Tuesday, August 01, 2006

I have a confession to make

I haven't picked up the guitar for a couple of months now. Aside from things at the Daily News getting more and more hectic all the time (I'm blogging over there a ton, too), and the summer's searing heat screwing with my lunchtime practices, I find myself drawn to other pursuits, mostly all the computer-related stuff (as chronicled in This Old Mac and This Old PC).

I've been planning, in my mind, where I want to go with the guitar, and I've been collecting music that I want to incorporate into my solo repertoire. I can imagine, in my mind, how I want it to sound, the approach I want to take (it becomes more rock, less jazz), but none of this involves picking up the box and playing it. I lug around a laptop computer, not a guitar bag.

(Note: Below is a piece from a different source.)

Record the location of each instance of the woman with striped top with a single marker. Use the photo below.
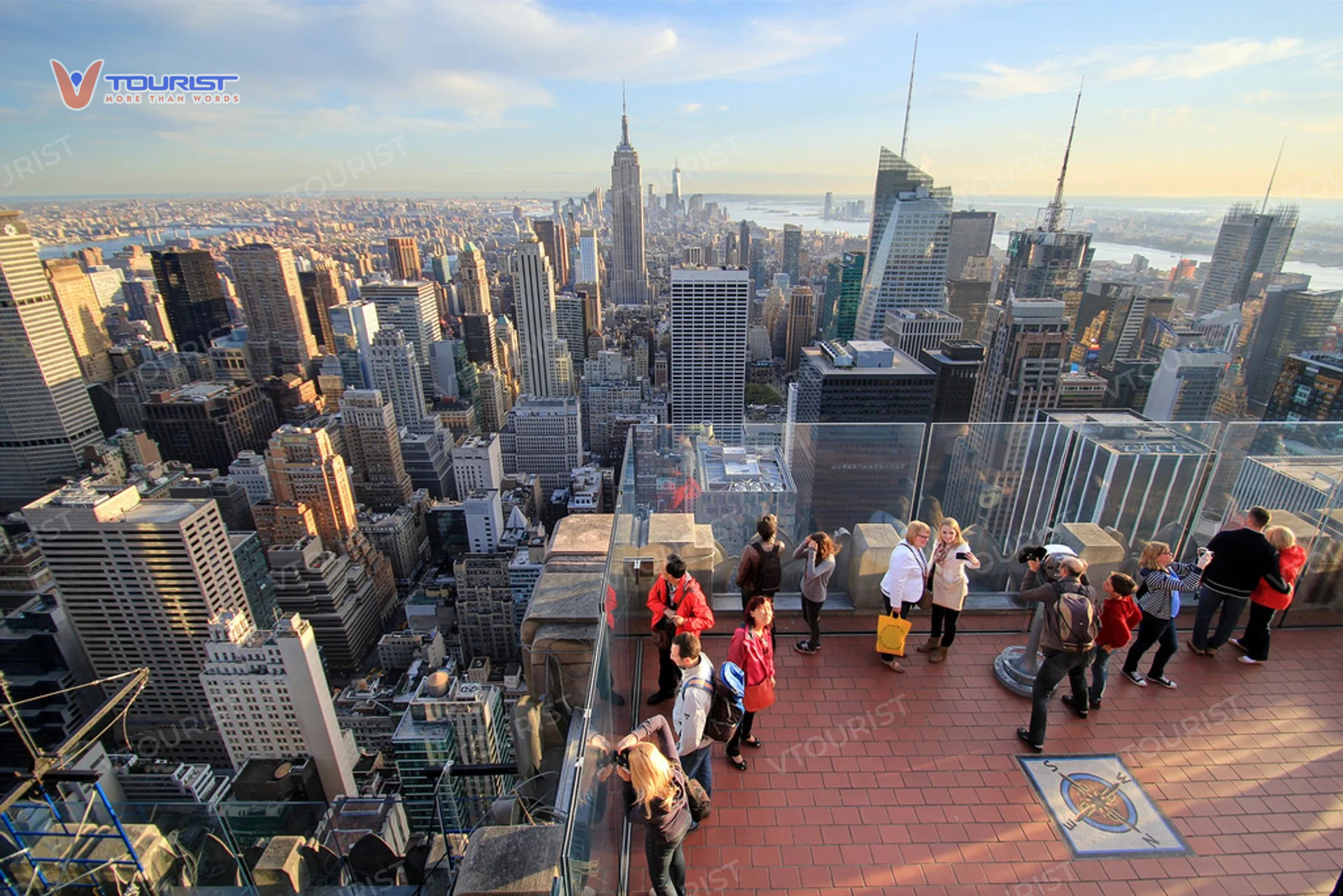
(1160, 583)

I think part of this is that I have some long-standing barriers in my playing that I have to break through, and while planning and collecting music for the tunes I want to play, actually getting one of those tunes under my fingers, the whole way through, is what I have to do. Even if it's one tune. I get frustrated: I can't sit down and play a half-hour set of tunes. But I've got to build them up, one at a time. And at this point, I can't really expect to come up with the arrangements on the fly. I'll have to either use a pre-written arrangement or (preferably) come up with my own and stick to it. And even knowing just one tune all the way through in some kind of solo rendition would be huge at this point. Of course that means really knowing that tune. The whole melody and all the chords, along with a good idea theoretically what's going on so I can take it into other keys. Hell, at this point one tune, one key is enough.

I'm thinking that if I make the goals small enough, they won't be so insurmountable that I never even try to achieve them.

Hell, if I can write 200 blog posts, I can learn a couple of tunes. (See, I'm already up to two.)